It comes down to the science of communications and taxonomy, as both the first proposal and the adopted proposals have science to support them. I still think location is a second (or lower) order classification level for objects. A Hydrostatic Equilibrium is just as scientific and provides a brighter line. HE may be fuzzy, but objects are either above or below that physical and empirically derived limit. "Clearing a neighborhood" is currently undefined, but most unofficial arguments suggest orbital or mass dominance criteria for it. The definition of clear will probably end up being a mish-mash of several criteria, some of which may even be contradictory.
Contrary to what some have suggested, "clearing the neighborhood" is not just about mass and gravity. Tidal effects are related to spin. Time between encounters is dependent upon period. Gravitational slingshot is related to orbital speed. When an object is in a slower orbit it has less speed to imbue upon a passing object which would cause it to "clear the neighborhood". In other words, "clearing the neighborhood" is not something a planet does, it's an act the sun performs using one object upon another. If an object's gravity was the only determinant for "clearing the neighborhood" then accretion would be the only logical result, since ejection relies upon more mechanisms and forces than an object's gravity.

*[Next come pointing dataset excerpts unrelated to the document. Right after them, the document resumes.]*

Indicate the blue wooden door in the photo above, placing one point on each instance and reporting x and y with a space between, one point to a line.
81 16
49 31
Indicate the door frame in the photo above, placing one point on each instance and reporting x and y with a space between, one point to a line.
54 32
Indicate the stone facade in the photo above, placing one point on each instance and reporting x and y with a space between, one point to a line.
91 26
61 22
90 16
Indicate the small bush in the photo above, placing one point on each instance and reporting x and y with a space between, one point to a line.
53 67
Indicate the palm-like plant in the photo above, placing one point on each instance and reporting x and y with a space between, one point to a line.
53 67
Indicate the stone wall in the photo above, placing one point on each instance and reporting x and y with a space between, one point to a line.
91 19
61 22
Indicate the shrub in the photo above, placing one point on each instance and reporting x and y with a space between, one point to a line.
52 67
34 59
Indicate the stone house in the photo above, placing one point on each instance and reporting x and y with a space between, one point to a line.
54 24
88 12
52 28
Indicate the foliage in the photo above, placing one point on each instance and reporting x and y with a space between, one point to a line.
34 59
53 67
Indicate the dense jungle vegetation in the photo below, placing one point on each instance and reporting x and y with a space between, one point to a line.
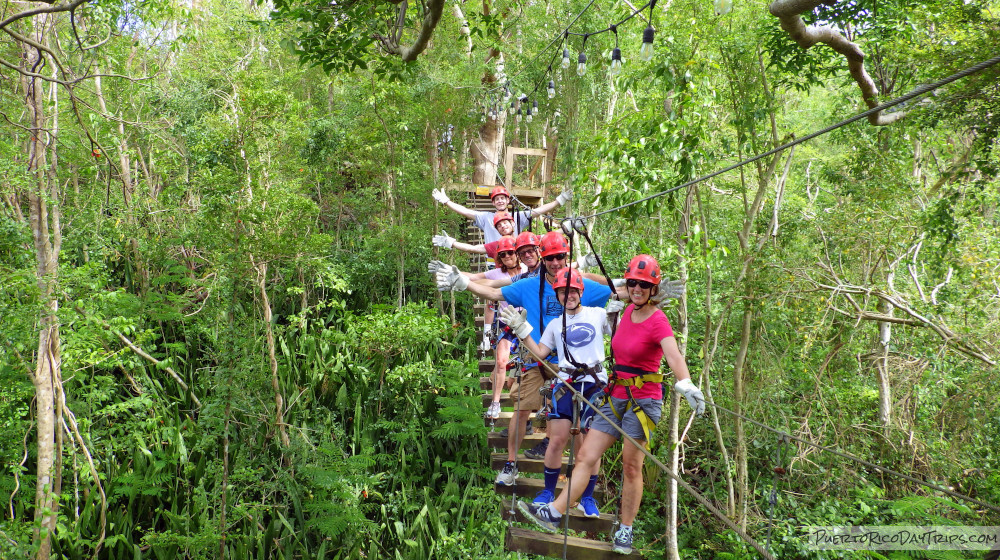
220 339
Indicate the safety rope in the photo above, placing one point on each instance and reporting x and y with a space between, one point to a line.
857 459
687 487
917 92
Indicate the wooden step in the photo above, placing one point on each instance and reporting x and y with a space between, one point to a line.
496 441
577 520
546 544
524 464
505 417
528 487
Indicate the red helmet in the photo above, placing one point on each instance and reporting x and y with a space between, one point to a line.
526 239
643 268
506 243
568 277
501 216
553 243
497 191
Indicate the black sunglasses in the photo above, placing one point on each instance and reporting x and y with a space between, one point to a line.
631 283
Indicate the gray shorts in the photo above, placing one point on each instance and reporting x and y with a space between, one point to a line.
629 423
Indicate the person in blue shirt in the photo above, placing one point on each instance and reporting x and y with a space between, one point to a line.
537 297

Again we come to my primary disagreement, which is that orbital elements define systems and are, therefore, systemic properties, not inherent properties, and I think a definition of a planet should be inherent. A planet should be defined by
what it is instead of
where it is.
Those people who want to argue about what a belt is should look at one. The Kuiper Belt is 2/3 the radial width of the entire up-wind solar system (30AU v. 20AU), and contains almost twice as much planar area (8,873sqAU v. 15,775sqAU). The Kuiper belt is a belt in the same sense that a boilersuit is a belt because it goes around the body. These are not narrow bands but vast regions. Discarding some objects because they exist in these regions of non-empty space makes little sense when you realize the 4 inner "planets" occupy a region with the same radial width as the "asteroid belt" (about 1.2AU for both). However, they have not been discarded because one has not cleared out the other three, outmassed the other three, or cast the other three into resonances. I would say the IAU resolution is inconsistent, except that they have not yet defined what consistency is.